Cloudflare has recently unveiled the public beta of its Cloudflare Data Platform—a managed solution leveraging open standards like Apache Iceberg to ingest, store, and query analytical data tables.
Earlier this year, Cloudflare launched the public beta of R2 Data Catalog, a managed Apache Iceberg catalog built on top of its R2 object storage. The company has now unified Cloudflare Pipelines, R2 Data Catalog, and R2 SQL into a cohesive offering: the Cloudflare Data Platform. Micah Wylde, Principal Engineer at Cloudflare; Alex Graham, Senior Systems Engineer; and Jérôme Schneider, Software Engineer, explained:
Analytical data is essential for modern businesses—it reveals user behavior, measures organizational performance, and flags potential issues. Yet traditional data infrastructure is costly and complex, often requiring dedicated cloud resources and in-house expertise. We built the Cloudflare Data Platform to be simple, accessible to everyone, and affordable—priced purely on usage.

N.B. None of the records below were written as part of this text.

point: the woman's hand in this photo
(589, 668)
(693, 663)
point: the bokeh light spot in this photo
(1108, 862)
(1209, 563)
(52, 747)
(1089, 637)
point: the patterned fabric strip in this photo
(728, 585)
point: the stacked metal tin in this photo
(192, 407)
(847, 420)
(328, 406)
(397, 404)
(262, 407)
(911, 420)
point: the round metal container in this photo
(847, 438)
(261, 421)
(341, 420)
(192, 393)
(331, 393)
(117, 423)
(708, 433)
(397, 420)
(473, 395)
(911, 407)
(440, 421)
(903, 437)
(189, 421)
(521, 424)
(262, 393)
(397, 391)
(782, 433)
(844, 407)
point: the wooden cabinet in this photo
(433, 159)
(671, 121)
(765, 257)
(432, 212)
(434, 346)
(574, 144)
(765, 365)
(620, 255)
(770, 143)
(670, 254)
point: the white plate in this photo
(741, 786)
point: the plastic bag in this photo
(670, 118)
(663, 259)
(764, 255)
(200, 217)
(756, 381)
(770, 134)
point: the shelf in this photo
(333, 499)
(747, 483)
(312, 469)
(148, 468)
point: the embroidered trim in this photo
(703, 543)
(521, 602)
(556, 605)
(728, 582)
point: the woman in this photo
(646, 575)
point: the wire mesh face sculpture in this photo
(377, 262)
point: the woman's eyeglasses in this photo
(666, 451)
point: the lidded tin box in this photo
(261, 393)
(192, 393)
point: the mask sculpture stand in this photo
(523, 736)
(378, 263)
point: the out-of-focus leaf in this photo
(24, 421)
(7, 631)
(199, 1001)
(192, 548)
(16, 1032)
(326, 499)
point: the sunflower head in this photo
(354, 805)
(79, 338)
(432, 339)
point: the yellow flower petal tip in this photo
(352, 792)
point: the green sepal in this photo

Cloudflare Pipelines captures events sent via Workers or HTTP, processes them using SQL, and stores the output either in Iceberg tables or as files in R2. The R2 Data Catalog manages Iceberg metadata and now also handles routine maintenance tasks like compaction to accelerate query performance. Meanwhile, R2 SQL serves as a distributed, serverless query engine designed for petabyte-scale datasets stored in R2. Micah Wylde, former co-founder and CEO of Arroyo, added on LinkedIn:
Six months ago, Arroyo was acquired by Cloudflare. At the time, many wondered—why would Cloudflare need a stream processing engine? The answer is clear: we’re building a data platform. Just as the Cloudflare Developer Platform empowers millions of developers with fully serverless infrastructure to build, operate, and scale applications, the Cloudflare Data Platform applies the same philosophy to make analytical data infrastructure universally accessible.
While SQL transformations are already powerful for use cases like schema enforcement, data normalization, or redacting sensitive information before storage, Pipelines currently supports only stateless transformations. Looking ahead, Cloudflare plans to integrate more of Arroyo’s stateful processing capabilities to enable features such as aggregations, incrementally updated materialized views, and joins. Jamie Lord, Solutions Architect at CDS UK, highlighted a key advantage of the new platform—Cloudflare’s signature “zero egress fees” for data access:
Zero egress fees fundamentally reshape the economics of data warehousing. Cloudflare’s new data platform leverages this advantage to challenge AWS and Google’s dominance in analytics workloads. It addresses a simple but costly reality: companies hemorrhage money on data transfer fees. A single petabyte-scale operation can incur millions annually just moving analytical data across regions. Cloudflare eliminates that cost entirely.
Joel Hatmaker, Engineering Director at McGaw.io, remarked:
If you’re already using Cloudflare for performance and security, the Cloudflare Data Platform becomes an extremely compelling addition.
According to Cloudflare, upcoming features—including integration with Logpush, user-defined functions via Workers, and support for aggregations and joins in R2 SQL—are slated for release in the first half of 2026.
A hands-on tutorial is available to help users build an end-to-end analytics data system using Pipelines, R2 Data Catalog, and R2 SQL. During the public beta phase, Pipelines, R2 Data Catalog, and R2 SQL are offered at no charge, though standard rates apply for storage and compute incurred by queries.